I hope that the next movie is called The Final Final Destination, and I hope they follow that with yet another sequel, because I like it when the title of a sequel promises that the series will be ending, but it turns out to be a lie. The Friday the 13th series did this twice: Friday the 13th: The Final Chapter was followed by Friday the 13th Part V: A New Beginning, and Jason Goes To Hell: The Final Friday was followed by Jason X.
I also like it when a series can't decide between numbers and Roman numerals:
Death Wish
Death Wish II
Death Wish 3
Death Wish 4: The Crackdown
Death Wish V: The Face of Death
Sometimes I wish a sequel would be given the same title as its predecessor. If you're going to market Tron: Legacy by saying, "Tron, in theatres December 17," then why not just call it Tron? Nobody's going to confuse it with the first film. Japan trusts their audiences with this more than we do:
Godzilla (1954)
Godzilla (1984)
Godzilla vs. Mechagodzilla (1974)
Godzilla vs. Mechagodzilla (1993)
These sequels were retitled Godzilla 1985 and Godzilla vs. Mechagodzilla II when they were released in America. Luckily, not everyone here thinks we're morons: someone from the marketing department is trusting us to realize that the upcoming film The Thing is a prequel to The Thing from 1982.
Here's a current trend that needs to be shot in the head:
Carlito's Way: Rise to Power
The Dark Knight Rises
Fantastic Four: Rise of the Silver Surfer
Hannibal Rising
National Lampoon's Van Wilder: The Rise of Taj
Rise of the Planet of the Apes
The Scorpion King 2: Rise of a Warrior
Terminator 3: Rise of the Machines
Underworld: Rise of the Lycans
As much as I despise the Star Wars prequels, I think George Lucas actually deserves credit for not calling Episode III Rise of the Sith.
Didn't franchise titles used to be better?

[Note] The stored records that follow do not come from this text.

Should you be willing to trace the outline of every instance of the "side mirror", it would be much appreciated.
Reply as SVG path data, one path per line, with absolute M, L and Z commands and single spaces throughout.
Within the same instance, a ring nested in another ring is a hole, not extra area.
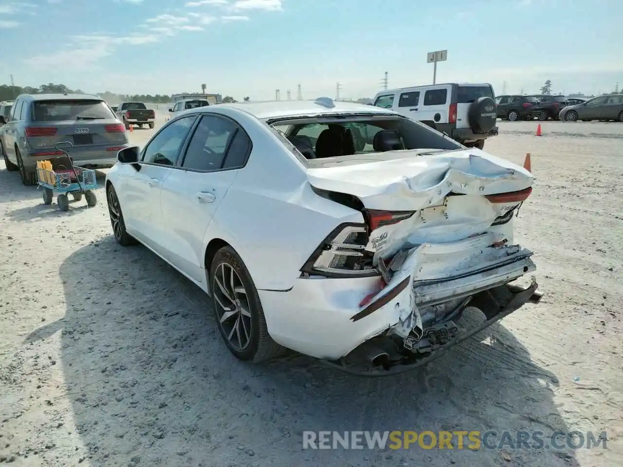
M 138 146 L 125 148 L 117 153 L 117 161 L 121 164 L 136 164 L 138 162 L 138 154 L 141 148 Z

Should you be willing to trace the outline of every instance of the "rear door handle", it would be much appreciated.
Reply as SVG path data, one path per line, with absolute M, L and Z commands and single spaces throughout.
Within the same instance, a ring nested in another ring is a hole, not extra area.
M 216 196 L 213 193 L 200 191 L 197 194 L 197 199 L 200 203 L 211 203 L 216 199 Z

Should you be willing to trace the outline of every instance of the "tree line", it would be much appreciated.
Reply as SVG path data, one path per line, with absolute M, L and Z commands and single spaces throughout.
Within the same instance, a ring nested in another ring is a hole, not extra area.
M 42 84 L 39 87 L 32 87 L 31 86 L 9 86 L 8 85 L 0 85 L 0 101 L 5 100 L 13 100 L 20 94 L 83 94 L 84 92 L 80 89 L 70 89 L 64 84 Z M 184 93 L 188 94 L 194 94 L 196 93 Z M 173 98 L 171 95 L 156 94 L 117 94 L 116 93 L 105 91 L 104 92 L 97 93 L 97 95 L 101 97 L 110 104 L 117 104 L 121 102 L 136 101 L 145 102 L 150 104 L 168 104 L 171 102 Z M 244 101 L 249 100 L 249 97 L 245 97 Z M 231 96 L 225 96 L 223 98 L 224 102 L 237 102 Z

If these movies were remade today, I suspect that they would be titled Frankenstein, Frankenstein II, Frankenstein III, etc:
The Curse of Frankenstein
The Revenge of Frankenstein
The Evil of Frankenstein
Frankenstein Created Woman
Frankenstein Must Be Destroyed
The Horror of Frankenstein
Frankenstein and the Monster from Hell
Phew. What's that they say about people with AS rambling too much?